Accumulating evidence indicates an association between the circadian clock and the aging process. However, it remains elusive whether the deregulation of circadian clock proteins underlies stem cell aging and whether they are targetable for the alleviation of aging-associated syndromes. Here, we identified a transcription factor-independent role of CLOCK, a core component of the molecular circadian clock machinery, in counteracting human mesenchymal stem cell (hMSC) decay. CLOCK expression was decreased during hMSC aging. In addition, CLOCK deficiency accelerated hMSC senescence, whereas the overexpression of CLOCK, even as a transcriptionally inactive form, rejuvenated physiologically and pathologically aged hMSCs. Mechanistic studies revealed that CLOCK formed complexes with nuclear lamina proteins and KAP1, thus maintaining heterochromatin architecture and stabilizing repetitive genomic sequences. Finally, gene therapy with lentiviral vectors encoding CLOCK promoted cartilage regeneration and attenuated age-related articular degeneration in mice. These findings demonstrate a noncanonical role of CLOCK in stabilizing heterochromatin, promoting tissue regeneration, and mitigating aging-associated chronic diseases.

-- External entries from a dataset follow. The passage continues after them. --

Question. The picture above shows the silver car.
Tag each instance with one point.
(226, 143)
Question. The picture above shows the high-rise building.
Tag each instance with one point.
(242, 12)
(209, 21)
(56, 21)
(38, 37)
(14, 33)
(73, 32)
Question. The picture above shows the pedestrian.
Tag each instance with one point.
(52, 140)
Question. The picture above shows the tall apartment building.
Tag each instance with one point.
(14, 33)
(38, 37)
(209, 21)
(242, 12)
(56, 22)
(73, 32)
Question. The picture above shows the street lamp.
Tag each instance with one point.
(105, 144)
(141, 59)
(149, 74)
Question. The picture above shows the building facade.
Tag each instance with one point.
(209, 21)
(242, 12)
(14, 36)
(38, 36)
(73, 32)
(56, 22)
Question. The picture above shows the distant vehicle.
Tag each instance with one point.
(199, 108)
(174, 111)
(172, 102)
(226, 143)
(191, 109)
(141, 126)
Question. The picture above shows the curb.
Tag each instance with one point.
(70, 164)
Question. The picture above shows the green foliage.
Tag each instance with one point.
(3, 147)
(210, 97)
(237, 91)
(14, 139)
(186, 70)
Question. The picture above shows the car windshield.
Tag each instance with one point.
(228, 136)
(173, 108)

越来越多的证据表明生物钟与衰老过程之间存在关联。然而，生物钟蛋白的失调是否是干细胞衰老的基础，以及它们是否可作为缓解衰老相关综合征的目标，仍然难以捉摸。在这里，我们确定了 CLOCK（分子生物钟机制的核心组成部分）在抵消人间充质干细胞 (hMSC) 衰变方面的独立于转录因子的作用。在 hMSC 老化过程中，CLOCK 表达降低。此外，CLOCK 缺陷加速了 hMSC 的衰老，而 CLOCK 的过度表达，即使是转录失活形式，也能使生理和病理老化的 hMSC 恢复活力。机理研究表明 CLOCK 与核层蛋白和 KAP1 形成复合物，从而维持异染色质结构并稳定重复的基因组序列。最后，使用编码 CLOCK 的慢病毒载体进行基因治疗可促进软骨再生并减轻小鼠与年龄相关的关节退化。这些发现证明了 CLOCK 在稳定异染色质、促进组织再生和减轻与衰老相关的慢性疾病方面的非典型作用。